We claim that, in the case $G = SU(2)$ (or more generally compact semi-simple Lie group), there is a non-trivial $\omega_3 \in \Omega^3( GL(\gfrak)) $, such that $\varphi_1^*(\omega_3)$ is the Cartan 3-form (up to a constant) (see Nicolascu page 280, Prop 7.4.21, or Homework 12). Since the cohomology class of $[\varphi_t^*(\omega_3)]$ should be invariant, hence $[\varphi_t^*(\omega_3) ] \neq 0$ in $H^3(SU(2))$, which contradict with $\varphi_0$ being a constant map. Thus, the map $Ad: G \to GL(\gfrak)$ is not homotopic to a constant map.

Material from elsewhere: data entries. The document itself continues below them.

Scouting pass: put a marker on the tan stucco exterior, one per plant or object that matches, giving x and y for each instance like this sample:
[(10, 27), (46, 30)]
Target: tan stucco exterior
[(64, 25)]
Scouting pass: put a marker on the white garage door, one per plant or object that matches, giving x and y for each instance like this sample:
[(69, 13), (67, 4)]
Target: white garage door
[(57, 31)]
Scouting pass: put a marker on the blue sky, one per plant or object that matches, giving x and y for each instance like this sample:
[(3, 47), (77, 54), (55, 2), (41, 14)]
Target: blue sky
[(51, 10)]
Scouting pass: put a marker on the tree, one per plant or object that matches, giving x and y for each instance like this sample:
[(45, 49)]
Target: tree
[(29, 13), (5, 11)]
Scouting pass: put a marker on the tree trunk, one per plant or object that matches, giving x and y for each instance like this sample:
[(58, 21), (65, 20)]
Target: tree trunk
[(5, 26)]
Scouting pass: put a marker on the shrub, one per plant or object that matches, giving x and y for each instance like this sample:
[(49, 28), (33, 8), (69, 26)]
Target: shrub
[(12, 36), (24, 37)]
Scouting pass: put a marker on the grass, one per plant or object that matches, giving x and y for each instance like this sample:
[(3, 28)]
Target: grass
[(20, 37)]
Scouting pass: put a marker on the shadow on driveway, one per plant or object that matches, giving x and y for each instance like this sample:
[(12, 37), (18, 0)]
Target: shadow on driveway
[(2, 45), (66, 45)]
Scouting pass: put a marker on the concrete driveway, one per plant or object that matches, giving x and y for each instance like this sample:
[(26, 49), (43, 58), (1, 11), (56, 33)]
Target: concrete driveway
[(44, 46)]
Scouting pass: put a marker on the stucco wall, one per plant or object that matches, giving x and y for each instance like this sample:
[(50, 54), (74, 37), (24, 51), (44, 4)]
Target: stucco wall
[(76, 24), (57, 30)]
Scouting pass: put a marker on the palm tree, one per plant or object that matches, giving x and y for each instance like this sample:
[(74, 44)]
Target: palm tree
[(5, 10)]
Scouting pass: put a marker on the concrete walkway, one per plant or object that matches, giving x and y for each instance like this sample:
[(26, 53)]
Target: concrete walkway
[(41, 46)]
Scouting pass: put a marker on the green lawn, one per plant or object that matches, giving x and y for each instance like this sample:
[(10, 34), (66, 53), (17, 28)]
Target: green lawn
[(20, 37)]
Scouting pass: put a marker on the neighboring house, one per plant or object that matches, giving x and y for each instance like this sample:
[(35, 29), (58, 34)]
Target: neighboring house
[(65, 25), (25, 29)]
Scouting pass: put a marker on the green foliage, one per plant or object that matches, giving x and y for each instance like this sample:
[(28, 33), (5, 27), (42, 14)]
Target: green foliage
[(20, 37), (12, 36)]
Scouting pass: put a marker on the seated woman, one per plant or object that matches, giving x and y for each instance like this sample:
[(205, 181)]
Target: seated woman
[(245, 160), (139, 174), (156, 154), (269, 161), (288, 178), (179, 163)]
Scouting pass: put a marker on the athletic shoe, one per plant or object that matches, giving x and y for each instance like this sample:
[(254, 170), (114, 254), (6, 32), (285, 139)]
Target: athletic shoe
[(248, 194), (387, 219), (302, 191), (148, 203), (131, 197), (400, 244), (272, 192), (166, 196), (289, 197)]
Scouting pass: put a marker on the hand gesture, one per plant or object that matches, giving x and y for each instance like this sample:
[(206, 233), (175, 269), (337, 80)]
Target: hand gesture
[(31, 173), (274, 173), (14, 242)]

The form $\omega_3$ on $GL(\R^N)$ can be defined as following $$ \omega_3 := tr( g^{-1} dg \wedge g^{-1} dg \wedge g^{-1} dg). $$


Some of you tried to construct a linear interpolation of connections $\nabla_t = t \nabla^L + (1-t) \nabla^R$, and find that it is not flat for $t \in (0,1)$. That is only circusmstancial evidence that there are no path within flat connections between $\nabla^L$ and $\nabla^R$, but not a proof.

Afterwords

This final has some challenging problems, e.g. problem 4-b, 5-b, 7. Hence it is OK if you find it hard, or cannot do all the problems. I hope this final is thought-provoking enough. And I also hope this class serves as a beginning as a journey to the wonderful subject. Eventually, what matters is the discussion, the examples, the intuitions and the guesses (and of course theorems and proofs).